𝐄 𝐏 𝐈 𝐒 𝐎 𝐃 𝐄 - 18 : Préjugés et Oreilles Indiscrètes 1/7 ✔️
Pour fêter la grossesse de la princesse, un grand banquet à huis clos avait été organisé avec les familles les plus nobles de la ville. Ce n'était pas une réception, au plaisir de Jaya, simplement un repas et une offrande de cadeaux à destination du bébé à naître. Cela serait probablement agréable, elle qui commençait à ressentir plus tôt la fatigue avec cette petite lourdeur pesant dans son ventre.
Dans sa chambre, à la tombée de la nuit, Jaya se préparait depuis près de deux heures. Aidée de Varvara et Léontine, elles lui avaient fait essayer mille robes, toutes plus étouffantes les unes que les autres. Elles insistaient sur l'idée de la rendre « aussi belle qu'une fée ! » pour le banquet. La célébration de la naissance du futur prince ou de la future princesse n'était pas un événement mineur. La maman se devait de revêtir ses plus beaux atours pour éblouir les invités.

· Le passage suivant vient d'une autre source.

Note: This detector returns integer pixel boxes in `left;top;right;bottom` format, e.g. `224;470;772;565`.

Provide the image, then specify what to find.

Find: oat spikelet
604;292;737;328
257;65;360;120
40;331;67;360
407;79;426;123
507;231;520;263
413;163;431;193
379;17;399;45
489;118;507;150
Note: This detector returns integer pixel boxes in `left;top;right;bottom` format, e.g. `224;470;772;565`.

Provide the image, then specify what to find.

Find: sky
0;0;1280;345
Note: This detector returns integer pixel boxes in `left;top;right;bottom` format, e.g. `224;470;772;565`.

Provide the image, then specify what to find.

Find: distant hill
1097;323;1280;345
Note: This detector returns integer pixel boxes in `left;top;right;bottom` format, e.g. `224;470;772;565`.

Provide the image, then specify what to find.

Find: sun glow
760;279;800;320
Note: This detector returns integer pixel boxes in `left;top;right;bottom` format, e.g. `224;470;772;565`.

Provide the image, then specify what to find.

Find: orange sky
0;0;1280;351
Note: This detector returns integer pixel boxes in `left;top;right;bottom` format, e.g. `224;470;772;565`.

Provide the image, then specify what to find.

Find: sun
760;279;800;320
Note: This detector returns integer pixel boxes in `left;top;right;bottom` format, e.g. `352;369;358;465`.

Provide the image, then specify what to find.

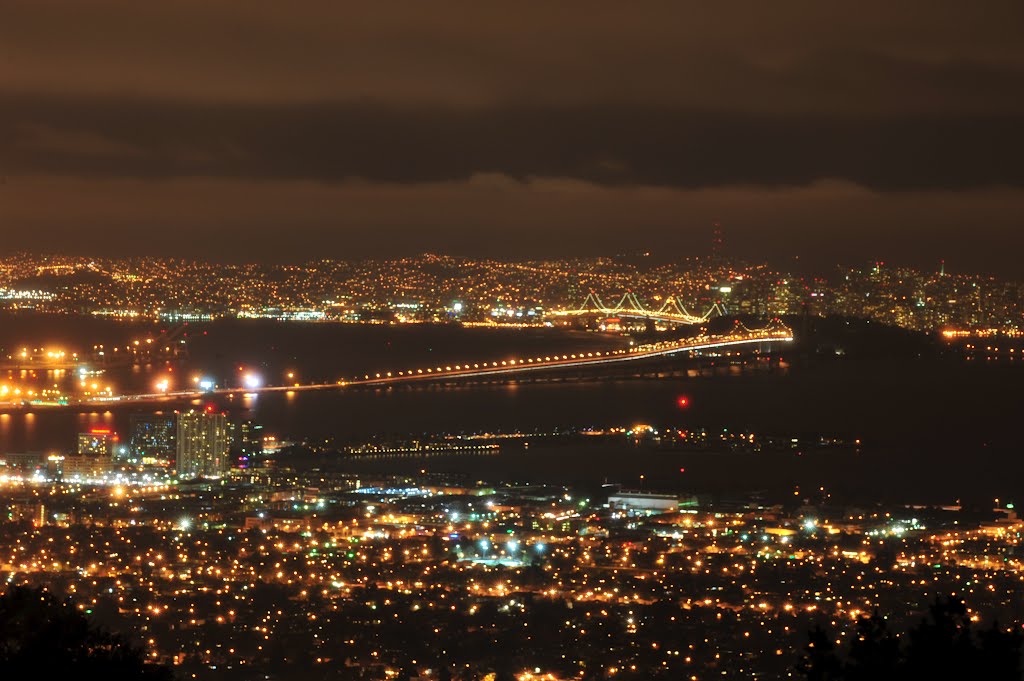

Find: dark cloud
0;91;1024;191
0;0;1024;270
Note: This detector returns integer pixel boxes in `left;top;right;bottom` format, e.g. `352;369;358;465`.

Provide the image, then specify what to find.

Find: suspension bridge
548;291;727;325
44;318;794;407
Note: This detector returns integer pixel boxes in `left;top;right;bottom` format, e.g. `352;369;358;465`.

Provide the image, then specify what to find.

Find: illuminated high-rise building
176;412;230;477
130;414;177;463
78;428;118;457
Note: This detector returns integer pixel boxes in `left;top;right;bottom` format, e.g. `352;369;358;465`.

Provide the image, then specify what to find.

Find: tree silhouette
0;587;173;681
797;598;1022;681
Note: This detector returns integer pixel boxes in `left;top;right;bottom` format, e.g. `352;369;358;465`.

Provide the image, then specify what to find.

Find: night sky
0;0;1024;279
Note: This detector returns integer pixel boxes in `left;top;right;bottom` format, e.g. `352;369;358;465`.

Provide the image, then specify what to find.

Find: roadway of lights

Robes, bijoux scintillants et dentelles fines s'entassaient sur le lit et la coiffeuse de la chambre. Elles avaient tout sélectionné pour le plaisir de la princesse.
— Et celle-ci avec le joli voile bleu ? s'écria la plus jeune des deux servantes, gaiement.
— Mais non, Varvara, pas celle-là ! Essayez plutôt la rouge avec les perles. Le rouge flatte les teints pâles comme le vôtre, princesse. Qu'est-ce que vous pensez de ces bijoux ? Une rivière de diamants créée à partir des joyaux alhoriens. Il y a les boucles d'oreilles assorties.
Devant toute cette attention, Jaya ne savait où donner de la tête. L'enthousiasme de ses préparatrices était tellement amusant.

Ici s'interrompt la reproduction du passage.